Da der Fügevorgang bei Raumtemperatur stattfindet, werden Werkstoffveränderungen, die sich etwa beim thermischen Fügen bilden können, vermieden. Dies spart nicht nur die Energiekosten für das Abkühlen oder Erwärmen, auch die sonst üblichen Härterestriktionen für das verwendete Material müssen nicht beachtet werden, wodurch sich stabilere Stoffe verbauen lassen. Bewährt hat sich diese Technik bereits bei der NT Camshaft, einer gebauten Nockenwelle, die dadurch etwa 36 % leichter gestaltet und mit einem reibungsarmen einteiligen Wälzlager versehen werden konnte. Die Fügung des gesamten Ventiltriebs als eine Einheit ist eine Weiterentwicklung des dafür geschaffenen Konzepts.
Vollständiges Ventiltriebsystem einschließlich Versteller und Aktorik
Die Aufpresskräfte – und damit auch das Losbrechmoment – werden bei der Fertigung des NT Modulcam während des gesamten Fügeprozesses vollständig überwacht. Um trotz der beengten Platzverhältnisse zwischen den im Werkzeug aufgebauten Komponenten die dazu nötigen Werte erfassen zu können, wird an allen relevanten Stellen eine spezielle Messmimik eingesetzt.
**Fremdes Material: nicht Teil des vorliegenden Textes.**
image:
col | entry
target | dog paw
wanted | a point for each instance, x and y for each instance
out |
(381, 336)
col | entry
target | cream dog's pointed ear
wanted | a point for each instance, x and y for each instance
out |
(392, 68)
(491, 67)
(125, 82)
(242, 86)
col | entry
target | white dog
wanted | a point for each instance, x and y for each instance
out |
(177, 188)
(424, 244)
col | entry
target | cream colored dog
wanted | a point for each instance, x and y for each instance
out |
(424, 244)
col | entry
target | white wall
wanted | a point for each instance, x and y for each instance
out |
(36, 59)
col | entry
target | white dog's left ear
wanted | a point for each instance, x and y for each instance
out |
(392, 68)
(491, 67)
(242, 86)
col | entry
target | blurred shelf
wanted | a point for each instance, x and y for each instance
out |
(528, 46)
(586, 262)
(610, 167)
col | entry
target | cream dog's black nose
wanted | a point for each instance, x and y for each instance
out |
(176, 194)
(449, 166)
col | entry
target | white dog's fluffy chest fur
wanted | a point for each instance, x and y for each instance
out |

Die zu jeder gefügten Welle erhobenen Daten werden in einem Data-Matrix-Code dokumentiert und sind so jederzeit nachverfolgbar.
Durch diese lückenlose Kraft-Weg-Überwachung und da keine thermische Energie in den Werkstoff eingetragen wird, muss zudem der Durchmesser der Nocken nicht zu einhundert Prozent kontrolliert werden. Bei der Ausrichtung des Rahmens und der weiteren Komponenten in der Fertigungsanlage sind dagegen engste Toleranzen einzuhalten. Dies wird zum einen durch die vollständige Vorbearbeitung der Bauteile und zum anderen durch das eigens dafür entwickelte Werkzeug erreicht.
Geeignet ist das NT Modulcam für zwei bis vier Zylinder in Reihe sowie für V6- und V8-Motoren. Der einbaufertige Ventiltrieb umfasst neben dem Lagerrahmen aus Aluminium-Druckguss und ein oder zwei Nockenwellen je nach Anforderung auch weitere Anbauteile und Zusatzsysteme, wie Nockenwellenversteller, Ölabscheider oder die Aktorik. Da diese verschiedenen Bausteine nicht wie üblich einzeln montiert werden müssen, reduziert sich die Montagezeit mit dem Modul um mindestens 50 %. Darüber hinaus lässt sich der Ventiltrieb durch die Bauweise als einheitlicher Block leichter in automatisierte Fertigungsabläufe einbinden.